The R7 360 (2 GB GDDR5) is the small form factor GPU (no pricing yet), but the R7 370 (up to 4 GB GDDR5) will cost $149 when purchased in bulk. The R9 380 (up to 4 GB GDDR5), which AMD said will drive 1440p gaming with FreeSync, will cost $199.
It's a big step up price-wise to the R9 390 (up to 8 GB GDDR5), which will run you $329, and the flagship R9 390X (up to 8 GB GDDR5) will be $429, featuring DX12 and GCN. You'll be able to purchase the R9 390X on Thursday.
Fortunately, despite all the cards announced today being rebrands, they do support all of AMD's impressive new features. Among these you'll find Asynchronous Shaders, Framerate Target Control, VSR and DirectX 12.
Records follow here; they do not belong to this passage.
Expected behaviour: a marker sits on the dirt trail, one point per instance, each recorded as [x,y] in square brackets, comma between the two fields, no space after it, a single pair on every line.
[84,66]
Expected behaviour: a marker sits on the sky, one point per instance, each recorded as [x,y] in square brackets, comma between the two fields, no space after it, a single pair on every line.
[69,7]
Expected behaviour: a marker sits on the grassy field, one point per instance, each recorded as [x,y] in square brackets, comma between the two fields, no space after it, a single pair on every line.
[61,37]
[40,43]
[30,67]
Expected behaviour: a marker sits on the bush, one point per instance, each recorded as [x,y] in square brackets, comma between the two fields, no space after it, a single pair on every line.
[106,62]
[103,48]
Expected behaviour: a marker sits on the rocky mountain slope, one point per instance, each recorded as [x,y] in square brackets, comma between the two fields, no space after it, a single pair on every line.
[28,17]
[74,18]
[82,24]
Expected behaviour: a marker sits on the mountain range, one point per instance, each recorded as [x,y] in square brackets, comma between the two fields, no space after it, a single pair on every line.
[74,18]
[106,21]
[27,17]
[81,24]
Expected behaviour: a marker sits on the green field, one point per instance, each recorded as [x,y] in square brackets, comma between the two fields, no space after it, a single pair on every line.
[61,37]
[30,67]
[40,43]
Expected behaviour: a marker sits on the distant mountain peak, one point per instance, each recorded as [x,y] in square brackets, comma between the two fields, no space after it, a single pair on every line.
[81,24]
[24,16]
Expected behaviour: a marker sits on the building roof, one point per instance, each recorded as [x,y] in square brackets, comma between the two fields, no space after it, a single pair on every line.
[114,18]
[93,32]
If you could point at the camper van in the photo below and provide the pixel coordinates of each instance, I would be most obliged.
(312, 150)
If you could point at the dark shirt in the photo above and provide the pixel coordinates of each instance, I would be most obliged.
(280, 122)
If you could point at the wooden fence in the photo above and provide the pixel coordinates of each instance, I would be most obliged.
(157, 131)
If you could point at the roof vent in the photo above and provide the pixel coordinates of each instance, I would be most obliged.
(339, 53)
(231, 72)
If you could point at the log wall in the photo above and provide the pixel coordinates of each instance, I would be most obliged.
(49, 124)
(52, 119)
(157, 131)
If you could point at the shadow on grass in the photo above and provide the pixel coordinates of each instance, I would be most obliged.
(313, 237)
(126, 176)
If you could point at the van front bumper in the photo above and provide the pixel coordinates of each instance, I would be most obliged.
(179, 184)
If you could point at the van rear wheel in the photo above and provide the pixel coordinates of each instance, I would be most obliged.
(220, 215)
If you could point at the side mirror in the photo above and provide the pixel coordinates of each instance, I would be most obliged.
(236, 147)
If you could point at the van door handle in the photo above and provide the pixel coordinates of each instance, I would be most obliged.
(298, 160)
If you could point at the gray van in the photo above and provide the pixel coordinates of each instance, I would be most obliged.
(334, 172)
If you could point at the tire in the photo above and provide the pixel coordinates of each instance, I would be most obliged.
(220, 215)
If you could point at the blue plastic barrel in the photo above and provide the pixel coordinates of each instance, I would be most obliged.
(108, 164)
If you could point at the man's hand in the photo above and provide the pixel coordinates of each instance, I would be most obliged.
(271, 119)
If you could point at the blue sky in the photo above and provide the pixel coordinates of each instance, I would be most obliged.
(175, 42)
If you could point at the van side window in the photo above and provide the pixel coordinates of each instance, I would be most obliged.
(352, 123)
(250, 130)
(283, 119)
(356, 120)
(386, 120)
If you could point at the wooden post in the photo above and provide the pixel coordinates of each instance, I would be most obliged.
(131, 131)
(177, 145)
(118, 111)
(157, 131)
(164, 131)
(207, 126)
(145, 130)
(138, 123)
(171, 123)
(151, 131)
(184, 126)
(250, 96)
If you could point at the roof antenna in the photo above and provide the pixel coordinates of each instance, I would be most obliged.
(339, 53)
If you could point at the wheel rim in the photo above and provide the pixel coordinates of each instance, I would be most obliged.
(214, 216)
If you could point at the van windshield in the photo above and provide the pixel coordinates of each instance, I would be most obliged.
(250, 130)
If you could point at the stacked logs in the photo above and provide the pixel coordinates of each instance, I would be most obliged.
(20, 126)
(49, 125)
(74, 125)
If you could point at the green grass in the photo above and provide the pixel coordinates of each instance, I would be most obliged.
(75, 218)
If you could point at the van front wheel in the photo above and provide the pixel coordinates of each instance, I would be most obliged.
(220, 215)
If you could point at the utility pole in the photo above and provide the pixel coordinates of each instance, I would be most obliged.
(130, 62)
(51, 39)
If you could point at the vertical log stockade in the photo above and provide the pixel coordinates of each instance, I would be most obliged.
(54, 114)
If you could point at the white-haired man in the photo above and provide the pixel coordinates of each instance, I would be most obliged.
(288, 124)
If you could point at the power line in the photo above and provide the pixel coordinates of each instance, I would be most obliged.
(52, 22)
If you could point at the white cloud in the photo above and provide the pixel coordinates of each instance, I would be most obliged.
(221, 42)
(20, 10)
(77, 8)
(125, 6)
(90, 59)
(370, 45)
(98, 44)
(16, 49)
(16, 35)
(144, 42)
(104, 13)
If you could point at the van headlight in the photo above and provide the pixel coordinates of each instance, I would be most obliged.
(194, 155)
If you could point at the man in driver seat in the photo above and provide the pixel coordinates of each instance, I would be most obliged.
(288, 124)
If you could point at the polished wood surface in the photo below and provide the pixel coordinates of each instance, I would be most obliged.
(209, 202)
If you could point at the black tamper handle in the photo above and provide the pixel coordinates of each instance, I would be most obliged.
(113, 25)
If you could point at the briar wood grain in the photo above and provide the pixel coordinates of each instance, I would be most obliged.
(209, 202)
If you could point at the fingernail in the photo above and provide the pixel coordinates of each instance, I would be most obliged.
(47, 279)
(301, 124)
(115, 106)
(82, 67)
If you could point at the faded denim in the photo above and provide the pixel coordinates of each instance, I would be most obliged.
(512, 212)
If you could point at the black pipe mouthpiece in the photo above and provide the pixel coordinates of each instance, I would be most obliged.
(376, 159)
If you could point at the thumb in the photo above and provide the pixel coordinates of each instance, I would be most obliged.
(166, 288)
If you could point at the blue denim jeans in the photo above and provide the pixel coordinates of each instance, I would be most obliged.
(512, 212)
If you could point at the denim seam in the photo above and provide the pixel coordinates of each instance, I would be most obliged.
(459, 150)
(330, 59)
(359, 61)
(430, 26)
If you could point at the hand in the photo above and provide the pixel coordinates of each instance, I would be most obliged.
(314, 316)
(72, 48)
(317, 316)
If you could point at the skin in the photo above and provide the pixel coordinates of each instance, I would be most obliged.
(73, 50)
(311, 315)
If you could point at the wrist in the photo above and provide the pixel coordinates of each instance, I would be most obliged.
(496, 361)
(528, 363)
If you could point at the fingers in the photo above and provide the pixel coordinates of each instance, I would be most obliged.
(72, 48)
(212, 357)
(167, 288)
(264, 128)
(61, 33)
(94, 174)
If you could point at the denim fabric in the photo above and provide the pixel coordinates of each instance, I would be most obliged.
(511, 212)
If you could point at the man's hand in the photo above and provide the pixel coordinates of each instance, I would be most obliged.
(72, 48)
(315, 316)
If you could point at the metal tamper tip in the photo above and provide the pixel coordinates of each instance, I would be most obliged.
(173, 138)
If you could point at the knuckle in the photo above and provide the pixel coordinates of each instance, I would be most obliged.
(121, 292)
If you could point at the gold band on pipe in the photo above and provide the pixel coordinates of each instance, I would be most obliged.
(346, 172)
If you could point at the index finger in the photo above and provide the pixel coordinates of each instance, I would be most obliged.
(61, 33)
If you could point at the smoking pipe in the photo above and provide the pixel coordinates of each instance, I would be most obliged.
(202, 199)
Asynchronous Shaders is a different method of handling tasks in the GPU pipeline, where the scheduler can take multi-threaded workloads and merge them more seamlessly for a more effective use of the GPU's power. You can find more details here.
Framerate Target Control, which abbreviates to FRTC, is a feature that is useful for dealing with games that run at very high framerates. Rather than rendering a super-high framerate, but only displaying a handful of them, the GPU's clockspeeds are adjusted to deliver the performance that is necessary, and no more. This reduces power consumption, and therefore leads to a cooler and quieter gaming experience.
VSR, which is short for Virtual Super Resolution, is a feature similar to Nvidia's DSR, where the GPU will render a game at a resolution above that of the monitor, and scale it down with better anti-aliasing in order to deliver a higher-quality image on lower resolution displays.
AMD mentioned that its LiquidVR technology would be especially relevant in the current proliferation of VR technologies. For VR, it is of the utmost importance that images are delivered with high framerates, but more so low latency.
Update, 6/16/15, 2:35pm PT: Removed incorrect image.